1. Sur l’existence d’une ingérence

32. Nul ne conteste que la perquisition litigieuse a constitué une ingérence dans l’exercice par les requérants de leur droit au respect de leur domicile, et la Cour ne voit aucune raison d’en juger autrement.

2. Sur la justification de l’ingérence

33. Il convient donc de déterminer si cette ingérence pouvait se justifier sous l’angle du paragraphe 2 de l’article 8 ou, en d’autres termes, si elle était « prévue par la loi », si elle poursuivait un ou plusieurs des buts énumérés dans cette disposition et si elle était « nécessaire, dans une société démocratique » à l’accomplissement de l’un de ces buts.

a) Sur le point de savoir si l’ingérence était « prévue par la loi »

34. Concernant la question de savoir si la mesure était prévue par la loi, la jurisprudence de la Cour a établi qu’une mesure doit avoir une base en droit interne, le terme « loi » devant être entendu dans son acception « matérielle » et non « formelle ». Dans un domaine régi par le droit écrit, la « loi » est le texte en vigueur tel que les juridictions compétentes l’ont interprété (Robathin c. Autriche, no 30457/06, § 40, 3 juillet 2012). Le droit interne doit également être compatible avec la prééminence du droit et accessible à la personne concernée, qui doit pouvoir en prévoir les conséquences pour elle (voir, parmi beaucoup d’autres, Robathin, précité, § 40 ; et Kennedy c. Royaume-Uni, no 26839/05, § 151, 18 mai 2010).
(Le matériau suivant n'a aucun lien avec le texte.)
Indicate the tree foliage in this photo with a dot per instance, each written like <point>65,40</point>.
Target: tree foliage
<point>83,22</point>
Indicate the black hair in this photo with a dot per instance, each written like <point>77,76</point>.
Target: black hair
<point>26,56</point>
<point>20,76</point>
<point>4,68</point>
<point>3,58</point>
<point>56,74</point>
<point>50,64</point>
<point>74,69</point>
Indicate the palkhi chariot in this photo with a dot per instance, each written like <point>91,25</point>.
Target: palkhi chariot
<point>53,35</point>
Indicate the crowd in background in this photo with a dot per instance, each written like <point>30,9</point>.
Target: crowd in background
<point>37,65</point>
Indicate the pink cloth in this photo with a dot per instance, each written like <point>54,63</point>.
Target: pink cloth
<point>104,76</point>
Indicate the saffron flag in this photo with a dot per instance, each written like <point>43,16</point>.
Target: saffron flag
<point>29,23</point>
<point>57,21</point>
35. En l’espèce, la Cour note que la perquisition du domicile des requérants était fondée sur les dispositions pertinentes du code allemand de procédure pénale, plus précisément sur ses articles 102 et 105 (paragraphe 26 ci-dessus). En ce qui concerne la prévisibilité de leur application au cas d’espèce, la Cour prend note de la jurisprudence constante de la Cour constitutionnelle fédérale selon laquelle aucune règle absolue n’interdit l’utilisation dans un procès pénal de preuves recueillies en violation des règles procédurales (paragraphe 28 ci-dessus). Dans ces circonstances, la Cour estime que les requérants étaient à même de prévoir – au besoin après avoir pris conseil auprès d’un juriste – que les autorités nationales s’estimeraient en droit de fonder le mandat de perquisition sur les données provenant du Liechtenstein, même si elles avaient pu être recueillies en violation de la loi. Dès lors, la Cour considère que la mesure litigieuse était « prévue par la loi ».
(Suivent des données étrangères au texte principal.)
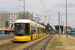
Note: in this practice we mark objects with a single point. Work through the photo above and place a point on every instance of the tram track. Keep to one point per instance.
(9, 46)
(44, 46)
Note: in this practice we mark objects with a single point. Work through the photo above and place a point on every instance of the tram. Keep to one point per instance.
(27, 30)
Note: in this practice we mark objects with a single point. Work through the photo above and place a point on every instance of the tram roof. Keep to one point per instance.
(27, 21)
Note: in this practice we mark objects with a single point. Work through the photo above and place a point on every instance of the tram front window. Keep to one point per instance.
(21, 29)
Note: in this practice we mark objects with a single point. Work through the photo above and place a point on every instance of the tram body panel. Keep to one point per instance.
(22, 38)
(31, 30)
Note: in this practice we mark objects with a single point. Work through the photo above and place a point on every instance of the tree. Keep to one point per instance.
(48, 26)
(6, 24)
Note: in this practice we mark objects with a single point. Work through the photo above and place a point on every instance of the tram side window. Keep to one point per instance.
(27, 29)
(33, 29)
(38, 30)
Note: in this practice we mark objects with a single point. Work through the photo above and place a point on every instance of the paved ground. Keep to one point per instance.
(72, 35)
(6, 36)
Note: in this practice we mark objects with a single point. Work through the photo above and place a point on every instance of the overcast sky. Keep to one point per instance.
(51, 8)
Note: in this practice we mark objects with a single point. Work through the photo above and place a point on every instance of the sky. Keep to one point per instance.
(49, 9)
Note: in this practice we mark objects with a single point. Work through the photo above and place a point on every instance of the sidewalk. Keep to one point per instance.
(6, 34)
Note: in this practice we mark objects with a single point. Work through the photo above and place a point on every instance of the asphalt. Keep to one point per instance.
(6, 36)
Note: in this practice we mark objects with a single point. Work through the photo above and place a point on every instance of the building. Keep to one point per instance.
(11, 17)
(4, 16)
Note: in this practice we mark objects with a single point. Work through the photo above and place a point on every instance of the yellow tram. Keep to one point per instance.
(27, 30)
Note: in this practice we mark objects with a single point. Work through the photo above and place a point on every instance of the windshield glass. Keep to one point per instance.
(22, 29)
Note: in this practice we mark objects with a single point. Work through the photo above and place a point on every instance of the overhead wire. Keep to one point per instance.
(26, 5)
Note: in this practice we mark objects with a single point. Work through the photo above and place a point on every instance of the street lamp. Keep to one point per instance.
(61, 18)
(66, 19)
(24, 8)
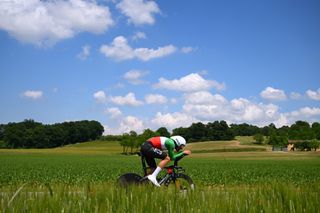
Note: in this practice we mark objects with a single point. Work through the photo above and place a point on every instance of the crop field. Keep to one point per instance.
(82, 178)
b) Sur le point de savoir si l’ingérence poursuivait un but légitime

36. La Cour observe également que la perquisition litigieuse fut ordonnée dans le contexte d’une enquête pénale relative à des soupçons d’évasion fiscale, qui avait été ouverte après l’achat du support de données provenant du Liechtenstein. Elle poursuivait donc un but légitime, à savoir la prévention des infractions pénales (comparer avec Camenzind c. Suisse, 16 décembre 1997, § 40, Recueil des arrêts et décisions 1997‑VIII).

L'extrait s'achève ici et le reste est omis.